Atticus sighed, that long weary sigh that I could only imagine was synonymous with me. "I thought you were finally starting to understand. Clearly I was wrong."

He got up from the stool and pulled on his coat.

His abrupt exit made my ire faulter.

"Where are you going?" I asked while I tried to forget how his t-shirt rose to show a slice of toned stomach as he eased into his coat.

"Back to the flat."

My snide reply caught in my throat. The itch was gasping for a fight, but here he was throwing in the towel before it had the chance.

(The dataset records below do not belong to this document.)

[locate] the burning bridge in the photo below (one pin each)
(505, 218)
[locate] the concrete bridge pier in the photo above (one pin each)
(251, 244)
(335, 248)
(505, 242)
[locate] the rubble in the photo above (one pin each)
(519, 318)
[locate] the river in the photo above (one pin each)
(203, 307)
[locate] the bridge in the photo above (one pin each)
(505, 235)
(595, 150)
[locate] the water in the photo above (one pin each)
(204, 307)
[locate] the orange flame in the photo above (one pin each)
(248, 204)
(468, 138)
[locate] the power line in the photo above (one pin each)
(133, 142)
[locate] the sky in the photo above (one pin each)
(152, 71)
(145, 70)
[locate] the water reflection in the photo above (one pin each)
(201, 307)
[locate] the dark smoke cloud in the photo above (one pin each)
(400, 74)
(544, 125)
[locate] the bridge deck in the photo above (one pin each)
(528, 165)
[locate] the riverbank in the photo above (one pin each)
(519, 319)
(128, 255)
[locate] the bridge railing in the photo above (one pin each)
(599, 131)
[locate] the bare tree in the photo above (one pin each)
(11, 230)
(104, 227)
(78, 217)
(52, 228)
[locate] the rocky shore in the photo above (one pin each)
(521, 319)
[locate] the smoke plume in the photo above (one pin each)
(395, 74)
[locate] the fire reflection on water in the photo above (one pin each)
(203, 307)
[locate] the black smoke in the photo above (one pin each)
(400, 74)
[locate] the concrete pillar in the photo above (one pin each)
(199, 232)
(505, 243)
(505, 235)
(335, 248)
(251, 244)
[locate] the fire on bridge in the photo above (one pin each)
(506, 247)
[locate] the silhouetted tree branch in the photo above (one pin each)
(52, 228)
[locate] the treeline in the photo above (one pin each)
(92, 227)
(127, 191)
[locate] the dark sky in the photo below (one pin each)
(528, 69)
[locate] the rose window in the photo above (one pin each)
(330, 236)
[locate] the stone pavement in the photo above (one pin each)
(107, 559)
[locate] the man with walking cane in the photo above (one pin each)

He looked at me as he stuffed his phone into his pocket. "It's like every time I take one step forward, you take two steps back."

"Fine. Leave," I hissed, turning my back on him as I polished a pint glass to sparkling perfection. Clean would have been enough, but I needed something to keep my hands busy while I felt the tell-tale prickle of tears.

Softly his voice pierced the silence. "Do me a favour and get a taxi home. Just this once."

I heard the crisp crinkle of a five-pound note, but I didn't reply.

The hairs on the back of my neck stood on end as I waited for the creak of the door or the ring of the bell as it closed. I knew if I looked up, I'd see him reflected in the mottled mirror behind the bar; but I also knew that if I let myself give in now (even just a little bit) I'd be done for. I could feel it in the pit of my stomach, just like with Mr R. That slow burn, like flame eating at the edge of the paper. Not enough to fully ignite but given the chance it would consume it whole.

The bell chimed through the empty bar, and I slumped against the back counter; the glass clinking as it lightly hit the solid wood top. I glanced up at the mirror and watched as Atticus hunched his shoulders against the cool night air, hiding his face in the tall funnel collar. He was all hair and eyes and darkness.

I almost felt jealous of the people he'd walk past, getting to see him in all his glory. All dark and brooding; wide shoulders rolling as steady steps carved his path. To most he'd just be a fleeting distraction. A memory stashed away for those moments when your mind wanders and all you want to think about is a handsome stranger with piercing eyes and a firm body.

To a few he'd be the itch they couldn't scratch. The reminder that out there was a person beyond anything you could conjure up or ever hope to find. A constant comparator to which all future relationships would be measured and found wanting.

To me, he could be all those things and more, but only if I let him.